To just about everyone else on Earth it must have looked like UConn's postseason ban was starting. That's the sensible way to think about it since the Big East Tournament won't start until tomorrow, and the NCAA tournament is still 10 days away. But that's not what I felt. I felt like the ban was over. The ban, to me, wasn't defined by what UConn wasn't allowed to do, but rather by what UConn had to do before the ban kicked in: play 30 games, during each of which, as an extended form of punishment, the lack of a postseason would be mentioned again and again. It wasn't that UConn couldn't play in March, it was that UConn had 30, or 20, or 10, or five, or one game left before the hammer dropped and everyone went home. Finish up your classes, have a nice summer and all that.

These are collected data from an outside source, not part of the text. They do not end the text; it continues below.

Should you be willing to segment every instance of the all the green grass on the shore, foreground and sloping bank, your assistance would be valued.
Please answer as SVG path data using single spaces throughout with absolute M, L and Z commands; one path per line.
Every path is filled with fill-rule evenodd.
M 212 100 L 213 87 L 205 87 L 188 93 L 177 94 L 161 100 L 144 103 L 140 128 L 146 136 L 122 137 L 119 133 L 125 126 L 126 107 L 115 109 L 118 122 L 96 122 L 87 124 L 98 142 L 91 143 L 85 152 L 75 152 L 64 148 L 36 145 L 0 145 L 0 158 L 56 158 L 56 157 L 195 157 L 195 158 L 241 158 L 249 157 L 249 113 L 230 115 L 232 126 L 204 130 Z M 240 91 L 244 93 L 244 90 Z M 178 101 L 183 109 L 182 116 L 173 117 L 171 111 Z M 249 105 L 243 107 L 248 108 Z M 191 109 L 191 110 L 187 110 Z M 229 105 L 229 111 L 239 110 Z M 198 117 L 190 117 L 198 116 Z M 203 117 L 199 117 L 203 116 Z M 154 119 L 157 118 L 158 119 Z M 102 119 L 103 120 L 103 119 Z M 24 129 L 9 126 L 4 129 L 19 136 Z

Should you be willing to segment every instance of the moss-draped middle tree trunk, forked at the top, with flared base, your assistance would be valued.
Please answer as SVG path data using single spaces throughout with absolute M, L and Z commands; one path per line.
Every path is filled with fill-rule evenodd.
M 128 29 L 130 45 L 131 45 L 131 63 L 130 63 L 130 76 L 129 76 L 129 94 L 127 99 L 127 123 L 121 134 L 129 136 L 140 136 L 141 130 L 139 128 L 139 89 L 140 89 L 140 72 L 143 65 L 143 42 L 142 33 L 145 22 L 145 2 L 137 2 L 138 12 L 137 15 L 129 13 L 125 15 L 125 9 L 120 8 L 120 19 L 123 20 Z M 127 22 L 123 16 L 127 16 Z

But now, for me at least, the hammer has dropped. UConn isn't banned from the postseason anymore. They're in the offseason. Their next game isn't their last game until the ban, nor is it the fifth- or 10th-, or 20th-, or 30th-to-last game before the ban. The ban is over. Now there is just next season.
Now that it's over, I enjoyed my year of living in the 1930s. I'm not sure the memories of 2013 will stick with me like Kemba's title run in 2011, or the 2006 and 2009 seasons I got to experience as a student, but there was something special about cheering for this team, and they'll stick with me. When UConn upset Michigan St. to open the season Ollie gathered his players around him and credited the win to the fact that the team was playing for the name on the front of the jersey, and not the names of the back. That proved to be true all season, and it's a credit to Ollie, who's team made me as proud to be an alumnus of the University of Connecticut as any team could.
Shortly after Saturday's win, as I was enjoying the newfound feeling of relief, I did something else I didn't expect: I googled the location and dates of the 2014 Final Four. My trip back in time was fun, but it was temporary, and I'm ready to move on.
In case you're wondering the 2014 Final Four tips off on April 5 in Dallas. Hopefully I'll see you there.